Finance executives want to deploy cash, but they are becoming less inclined to lower their cash cushions.

Katie Kuehner-Hebert

Businesses’ willingness to deploy cash declined in the latest survey by the Association For Financial Professionals.

The AFP’s April 2015 Corporate Cash Indicators® , released Monday, shows that on balance, more financial executives plan to deplete their cash holdings in the second quarter. Twenty-six percent of organizations anticipate expanding cash and short-term investment balances over the next three months, the survey found, while 27% plan to reduce these balances. But in January, the percentage difference was -14, suggesting finance executives will be a little less freer with their cash expeditures this quarter.

The AFP subtracts the percentage of respondents who expect a decrease in cash holdings from those that expect an increase.

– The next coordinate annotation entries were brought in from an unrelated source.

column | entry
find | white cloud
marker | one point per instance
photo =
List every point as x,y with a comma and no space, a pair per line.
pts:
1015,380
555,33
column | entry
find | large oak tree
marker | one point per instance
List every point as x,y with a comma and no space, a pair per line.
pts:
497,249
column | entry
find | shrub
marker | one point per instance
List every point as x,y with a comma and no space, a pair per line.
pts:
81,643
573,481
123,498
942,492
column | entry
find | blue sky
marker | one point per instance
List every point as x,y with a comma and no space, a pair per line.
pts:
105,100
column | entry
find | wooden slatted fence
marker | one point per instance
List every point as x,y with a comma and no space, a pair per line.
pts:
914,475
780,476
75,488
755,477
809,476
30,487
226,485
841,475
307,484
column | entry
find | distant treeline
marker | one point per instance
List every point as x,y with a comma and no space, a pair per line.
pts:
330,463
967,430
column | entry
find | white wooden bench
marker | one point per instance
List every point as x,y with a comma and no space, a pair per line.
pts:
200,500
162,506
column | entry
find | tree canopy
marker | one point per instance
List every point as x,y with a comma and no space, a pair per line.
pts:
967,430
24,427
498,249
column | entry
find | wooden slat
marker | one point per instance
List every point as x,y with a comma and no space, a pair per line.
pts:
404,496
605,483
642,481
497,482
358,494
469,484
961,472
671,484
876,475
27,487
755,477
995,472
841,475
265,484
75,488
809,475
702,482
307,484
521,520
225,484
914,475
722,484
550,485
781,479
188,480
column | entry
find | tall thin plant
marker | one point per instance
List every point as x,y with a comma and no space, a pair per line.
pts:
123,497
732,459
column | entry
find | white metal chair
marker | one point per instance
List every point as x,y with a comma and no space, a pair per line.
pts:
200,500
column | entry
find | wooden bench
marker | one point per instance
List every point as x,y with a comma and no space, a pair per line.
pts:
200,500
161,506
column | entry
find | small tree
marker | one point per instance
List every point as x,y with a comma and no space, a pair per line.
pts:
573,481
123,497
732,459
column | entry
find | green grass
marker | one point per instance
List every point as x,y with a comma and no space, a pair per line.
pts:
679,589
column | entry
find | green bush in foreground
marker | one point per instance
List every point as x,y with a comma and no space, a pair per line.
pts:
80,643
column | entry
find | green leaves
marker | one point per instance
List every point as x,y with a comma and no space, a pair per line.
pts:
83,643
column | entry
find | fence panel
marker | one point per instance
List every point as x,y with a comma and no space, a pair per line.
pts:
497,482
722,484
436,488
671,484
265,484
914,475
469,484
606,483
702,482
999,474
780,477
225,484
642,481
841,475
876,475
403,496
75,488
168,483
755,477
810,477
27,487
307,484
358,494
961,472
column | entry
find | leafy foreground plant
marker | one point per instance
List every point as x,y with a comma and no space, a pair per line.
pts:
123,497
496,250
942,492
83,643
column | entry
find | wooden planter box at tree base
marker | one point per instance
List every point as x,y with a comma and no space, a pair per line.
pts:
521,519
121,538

“As the CCI suggests, we see clients continuing to exhibit an interest in spending cash when the opportunity presents itself,” Pasquale Nuzzo, senior vice president for Capital One Bank’s treasury management group, said in a press release. “That eagerness is tempered, however, by some of today’s economic realities, and market uncertainty may continue to affect companies’ cash use in the near future.”

The AFP survey, underwritten by Capital One Bank, also measures actual changes in U.S. corporate cash holdings quarter-to-quarter and year-over-year, as well as the expected change in short-term investment and cash accumulation in the coming quarter.

In the April survey, the AFP found that companies built their corporate cash balances in the first quarter at a slower pace than during the fourth quarter of 2014. The quarter-over-quarter index declined by eight points from the January 2015 survey to a reading of +5. The year-over-year indicator also declined by three points, to +6.

The AFP survey also found that finance executives became a little aggressive with their short-term cash investments last quarter. The indicator for short-term investment aggressiveness lost two points to a reading of +3. (To get the reading, the AFP subtracts the percentage of respondents who indicate “more conservative” from the percentage that indicate “more aggressive” cash investment strategies.)

As to cash holdings, for the second quarter in a row, companies’ actual behavior did not correspond to their expectations at the start of the quarter, according to the results. In other words, executives on balance said their holdings would decrease but they increased instead.

“Treasury and finance professionals are telling us loud and clear that their organizations are ready to unleash their cash,” AFP president and chief executive Jim Kaitz said. “However, they need an economic or monetary trigger to do so.”